I started my career journey at Microsoft as a retail employee. Back then, I had an affinity for gaming. One of the things that I loved doing on my subway ride to work was reading Xbox Wire, the official Xbox news blog. Those blog posts inspired me to eventually create my own internal digital gaming magazine, the 5th Avenue Nickel, which led to unboxings and interviews at events and conventions like E3 and Comic-Con.
Over time, my magazine mailing list began to grow, and our corporate office, as well as some people at Xbox, began to take notice. It was a determining factor behind Microsoft’s decision to create a role for me. I remember finishing a virtual Teams training for a hospital during the COVID-19 pandemic and, right after, finding out that my life was about to change. The Microsoft recruiter called to share that they weren’t able to find a role for me, but before I could register disappointment, the recruiter stated that they wanted to create one for me. Those were words that I’d been waiting to hear for half a decade. I finally heard them, and, at that moment, nothing else mattered.
I have a unique perspective on life that comes from my previous job working on the front lines with customers, gamers, and fans. I still carry this mindset with me in my current job as a social media lead for Xbox support. Part of my job is to create accessible and informational content for our gaming fans around the globe, and I always try to make it sound like we’re having a conversation. So in a way, I’ve transferred those valuable skills I learned from working in the retail space to the corporate space.
I’ve had an affinity for video gaming since childhood. It was my escape. As a kid growing up in the South Bronx, I was always having to look out and make sure that I was doing the right thing and in the right place at the right time. Video games allowed me to, instead, visit beautiful rich worlds with amazing stories and characters, and I was drawn to that every single day.
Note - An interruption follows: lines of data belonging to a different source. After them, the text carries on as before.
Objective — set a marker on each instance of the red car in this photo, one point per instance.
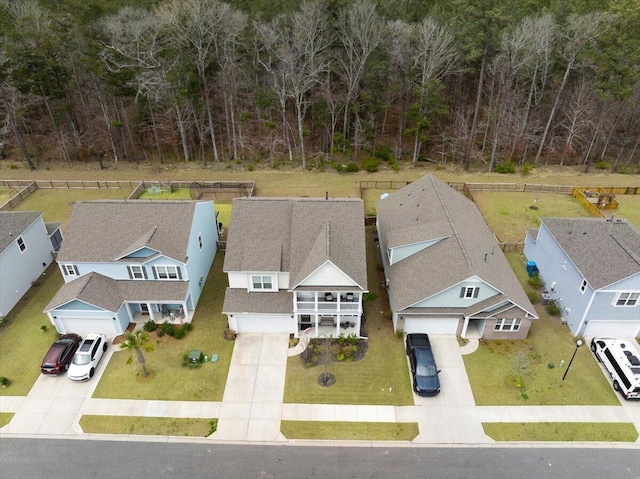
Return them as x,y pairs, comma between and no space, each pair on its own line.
60,354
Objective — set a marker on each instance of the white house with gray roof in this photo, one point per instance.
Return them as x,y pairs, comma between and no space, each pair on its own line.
27,248
591,268
133,261
296,265
445,273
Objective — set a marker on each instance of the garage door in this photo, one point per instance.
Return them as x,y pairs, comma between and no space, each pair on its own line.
263,324
84,326
615,329
431,325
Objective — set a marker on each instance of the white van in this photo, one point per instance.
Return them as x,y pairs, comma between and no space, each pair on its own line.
622,362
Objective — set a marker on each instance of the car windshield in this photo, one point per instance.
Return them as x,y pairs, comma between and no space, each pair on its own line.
426,371
81,359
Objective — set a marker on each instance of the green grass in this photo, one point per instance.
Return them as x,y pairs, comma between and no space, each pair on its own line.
380,378
177,194
5,418
509,214
495,367
562,431
168,379
155,426
363,431
57,204
628,207
22,343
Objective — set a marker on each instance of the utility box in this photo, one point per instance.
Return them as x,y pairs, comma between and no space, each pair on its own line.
532,268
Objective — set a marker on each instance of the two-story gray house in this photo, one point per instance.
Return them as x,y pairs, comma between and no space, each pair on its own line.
591,268
445,272
133,261
27,248
294,265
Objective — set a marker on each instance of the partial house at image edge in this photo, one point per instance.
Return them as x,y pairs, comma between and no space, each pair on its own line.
28,246
445,272
296,265
591,269
133,261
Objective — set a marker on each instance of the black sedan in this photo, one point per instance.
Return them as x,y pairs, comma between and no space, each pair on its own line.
423,365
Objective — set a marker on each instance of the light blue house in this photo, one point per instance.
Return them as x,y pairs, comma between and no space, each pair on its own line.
27,248
445,273
133,261
591,268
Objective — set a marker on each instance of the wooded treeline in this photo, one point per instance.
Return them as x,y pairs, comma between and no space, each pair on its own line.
466,81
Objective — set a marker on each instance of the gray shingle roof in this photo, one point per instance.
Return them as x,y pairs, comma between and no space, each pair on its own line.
604,251
429,209
102,231
109,294
297,235
239,300
13,224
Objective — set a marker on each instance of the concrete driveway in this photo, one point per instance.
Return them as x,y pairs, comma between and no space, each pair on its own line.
451,416
53,404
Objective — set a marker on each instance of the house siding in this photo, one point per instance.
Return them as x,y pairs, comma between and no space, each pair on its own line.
18,270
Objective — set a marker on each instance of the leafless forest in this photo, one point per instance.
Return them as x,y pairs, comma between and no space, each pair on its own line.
345,83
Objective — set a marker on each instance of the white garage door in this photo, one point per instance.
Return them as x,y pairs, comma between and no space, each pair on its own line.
615,329
263,324
431,325
83,326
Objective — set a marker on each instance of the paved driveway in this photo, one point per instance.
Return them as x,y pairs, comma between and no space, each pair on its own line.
451,416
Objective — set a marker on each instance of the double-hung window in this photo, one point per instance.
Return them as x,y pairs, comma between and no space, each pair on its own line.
507,324
261,282
167,272
627,299
21,244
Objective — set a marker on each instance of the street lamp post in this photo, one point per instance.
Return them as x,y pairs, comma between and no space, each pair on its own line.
578,344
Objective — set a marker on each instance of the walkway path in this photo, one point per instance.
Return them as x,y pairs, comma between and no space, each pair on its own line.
252,407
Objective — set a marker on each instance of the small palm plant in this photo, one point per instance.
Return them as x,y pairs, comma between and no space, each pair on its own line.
134,343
Growing up in an underserved community where I didn’t have a personal computer until high school—and even then, computer programs were limited—made ensuring that kids from similar backgrounds have the access to tech that I didn’t have very important to me. Through the BAM Employee Resource Group, I got the opportunity to participate in a six-week summer mentoring program for students from the tri-state area. We hosted hackathons and gaming sessions for them and lined up networking events for them at tech companies like LinkedIn and Google. That was a meaningful experience for me: impacting kids who love gaming, most of whom are from my native city.
Representation matters to me. While it is slowly changing today, when I was growing up, I never saw anyone who looked or sounded like me in the gaming industry. Over time, I achieved my dream of working in that space, and I promised myself that if I had the opportunity to do so, I would give others who look and sound like me the same opportunity. It’s been a long and challenging journey, but I’m slowly becoming that person.